Я, мост между Браузеном и Арсе, нуждался в одиночестве. Без него я не мог родиться снова. Только один, без воли и спешки, я сумел бы обрести бытие и признать самого себя. Лежа в кровати и слушая Кекину жизнь за стеной, или просто лежа рядом с Кекой, или, наконец, безучастно внимая ее речам, когда она ходит по комнате, я лелеял свое ожидание и думал о том, что отдал ему жизнь, того не зная, а если б знал, укоротил бы его — быть может, на годы. Сохранилось во мне и странное, немного женское чувство, которого я даже стыдился: я плыл по воле волн, словно кто-то другой взял на себя заботу обо мне.
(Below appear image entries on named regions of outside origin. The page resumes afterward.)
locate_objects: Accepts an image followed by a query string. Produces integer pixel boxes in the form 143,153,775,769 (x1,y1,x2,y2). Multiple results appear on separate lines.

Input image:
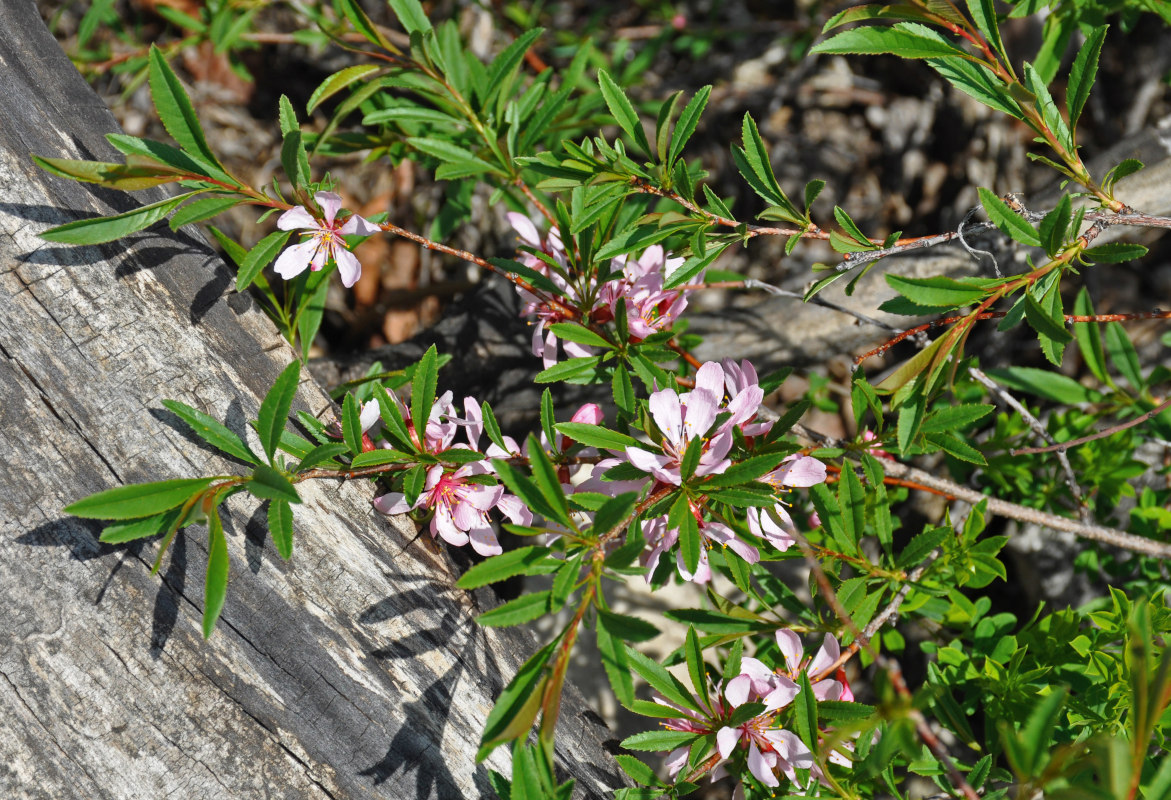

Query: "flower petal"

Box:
276,206,321,231
273,239,317,280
Теперь я оставил в покое мебель и заподозрил, что это «они», мне назло, калечат атмосферу комнаты.

— Какие же «они»? — назойливо спрашивал я в добрые минуты. — Если бы тебе пришлось нарисовать «их», если бы ты «их» видела в кино…

— «Они» просто есть, — отвечала она. — Я никогда «их» не видела. — Только беседуя о «них», она проявляла разум. — «Они» есть, и я «их» чувствую. Могла бы сказать, что вижу и слышу, но это неправда. Не так, как вижу тебя или еще кого. Вот ты меня спросил: «Они много болтают?», и я подумала, что ты угадал или сам их знаешь, потому что от этого можно сойти с ума. Они все время говорят. Иногда ужасно быстро, но я все понимаю. Иногда очень медленно, прямо не верится, как будто затихли, нельзя так медленно говорить. Но я их слышу всегда и знаю, что они нарочно меня изводят. Один начнет где-нибудь в уголку, и пошли шуршать. Окликают меня, зовут, а не замечают. Сперва потихоньку, так тихо, что я боюсь спугнуть их. Потом поймут, что я знаю, и пойдут, и пойдут, чтобы я сорвалась и бегала за ними по комнате, старалась ничего не упустить.

— Может быть, это люди, которых ты знала, или какие-то воспоминания?

— Нет. Ну, как же ты не поймешь? Да что там, никому меня не понять. — Говоря о «них», она лгать не могла. Только тогда она верила, что правда важнее мелких выдумок, которыми она прикрывала любой свой рассказ. — Не знаю. Что с того, если я скажу: вчера ночью они тут набились до потолка, потому что я вспомнила, как очень давно сделала маме гадость, и еще потому, что я боялась умереть во сне? Чаще всего я не знаю, что это такое. Понимаешь, как будто я живу две жизни сразу и только так могу вспоминать одну из них.